Tommie-Lee is the third child to die in the UK since “chroming,” otherwise known as huffing paint, suddenly became a new TikTok craze. Two teenage girls died from it previously. Tommie-Lee’s mother is now begging other parents to not let their kids have the social media app.

It’s amazing that so many parents have failed to recognize all this time that TikTok is a psychological weapon that China is using against the youth in Western civilization. In Communist China, TikTok is filled with wholesome educational videos. In the US and the UK, it’s filled with videos of transgender weirdness, eating Tide pods, and now huffing paint.

Even as Congress pushed to move forward with legislation that would force divestiture from the Chinese, TikTok enlisted tens of thousands of teenagers and children in the US—some as young as 6—to launch an opposition campaign to it.

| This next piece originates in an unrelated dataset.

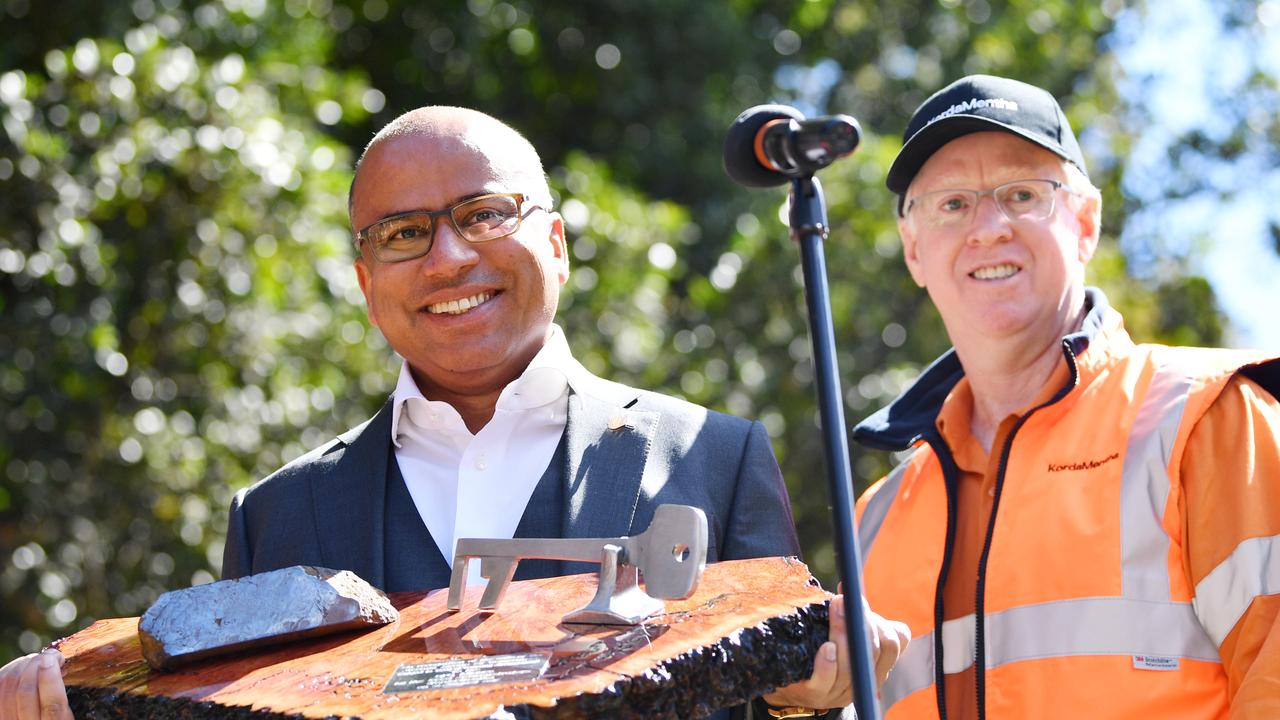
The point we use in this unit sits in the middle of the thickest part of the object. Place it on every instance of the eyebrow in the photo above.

Congress was flooded with tens of thousands of calls last week from American kids. Many of the kids threatened to kill themselves if TikTok is shut down (which the bill doesn’t do).

“I will kill you if you f**king shut down TikTok,” a teenage boy warned one US Representative in a voicemail. “I will really really f**k you up. So don’t shut down TikTok. Bye bye!”

It’s clear that TikTok exercises incredible power over children’s minds. The question is why it’s taken Congress so long to do something that President Donald Trump warned them to do years ago.